Walking around the exhibition reminded me of my university days. I was studying Theology and finding much of it tedious and dry: reading books written in seminaries or theology departments by academics. Not that I’m against academia or theological study but theology springing from real life, actually life in the gutter, takes on a new and exciting dimension. I remember, in my third year, walking round a reservoir with a book of Mother Teresa’s sayings in my pocket and finding it, well, a reservoir of life to me at that time, water in a largely desert place. I felt as if I had found ‘the real thing’.
It was fascinating to see her simple blue and white habit, her cardigan, the worn cloth she darned, her handwritten notes and letters asking for this and that. It made her a little more tangible and gave insight into her humanity (I hate the iconizing of even the most saintly of people).
Born Agnes Gonxha Bojaxhiu in Albania, Mother Teresa felt the call of God to become a missionary nun when she was eighteen. She joined an Irish order – the Loreto Sisters – and in 1929 arrived in Calcutta where she took her final vows.
Mother Teresa taught for many years. It was not until she was recovering from a serious illness in 1946, aged 36, that she received what she called her ‘second calling’. The voice of God was clear: she was to leave her convent and work with the poorest of the poor.

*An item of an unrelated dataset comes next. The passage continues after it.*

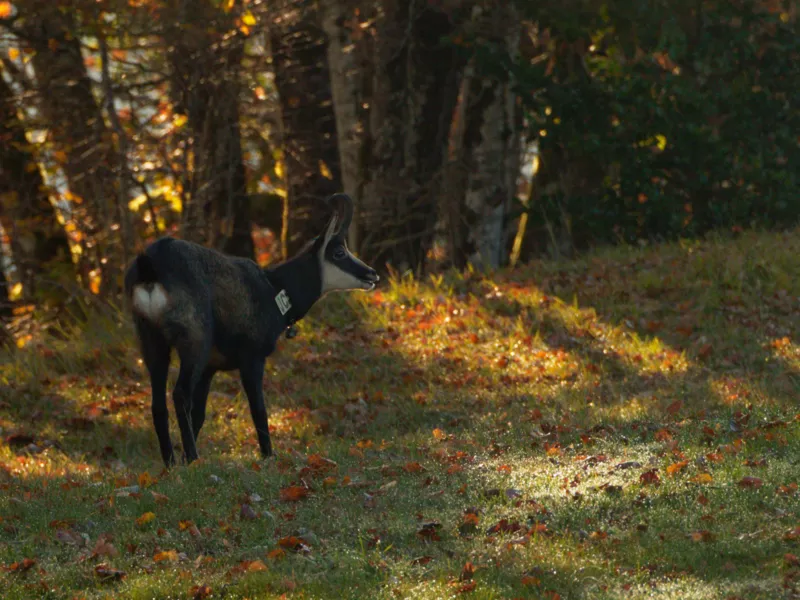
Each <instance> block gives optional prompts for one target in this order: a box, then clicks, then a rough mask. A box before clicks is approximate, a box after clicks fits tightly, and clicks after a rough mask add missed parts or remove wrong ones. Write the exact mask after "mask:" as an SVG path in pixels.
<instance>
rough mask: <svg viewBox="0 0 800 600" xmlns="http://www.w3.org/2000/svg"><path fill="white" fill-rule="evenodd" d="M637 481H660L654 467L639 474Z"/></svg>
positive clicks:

The exhibition displayed her conversation with Jesus at this time: “To leave that which I loved and expose myself to new labours and sufferings which will be great. These thoughts were a cause of much suffering – but His voice kept on saying, ‘WILT THOU REFUSE?’
Jesus said to her, “Come, carry Me into the holes of the poor. Come be My light, I cannot go alone, go among them, carry Me with you into them.”
Mother Teresa’s life had many similarities with St Francis of Assisi. Like Francis, strict poverty, abandonment of every personal possession and celibacy were all integral parts of her calling. Also like Francis, she formed her own order – known as the Missionaries of Charity – whilst remaining firmly within the structure of the Catholic Church. Whilst the number of monks and nuns has been steadily declining worldwide, the brothers and sisters in the Missionaries of Charity has been growing and growing, numbering about 4000 today.
The exhibition revealed MT’s inner crisis of faith (what a relief to find people like her had crises like you and me). ‘For nearly 50 years MT clung to Jesus in blind faith, not feeling His presence yet profoundly united to Him, radiating His joy and love to each person she met.’
She wrote: ‘Within me everything is icy cold. It is only that blind faith that carries me through. The smile is a big cloak that covers a multitude of pains.’
Mother Teresa referred to herself as ‘Christ’s spouse’, as do all the sisters of the Missionaries of Charity. She commented that being ‘Christ’s spouse’ is similar to the love of a wife for a husband. “We are all women who have the ability to make use of this love. We should not be ashamed of loving Jesus with our emotions.”
Speaking of her celibacy, Mother Teresa said, “I cannot in conscience love a creature with the love of a woman for a man, I no longer have the right to give that affection to any other creature but God.”
For Mother Teresa, the love she would have given to a spouse was first directed to God. To her it was a marriage of a different kind. Commenting on this ‘marriage relationship’ she found with God she once dryly said, “But sometimes I find it difficult to smile at Him because He can be so demanding!”
Her achievements are formidable in their international scope and she has become a byword of sanctity. The exhibition, however, showed us not only the depth of a love born out of suffering and obedience but a woman who was a human, like you and me.
‘My vocation is love.’ Mother Teresa got it right and I guess, if we have those four words emblazoned on our hearts, we can’t go too far wrong either.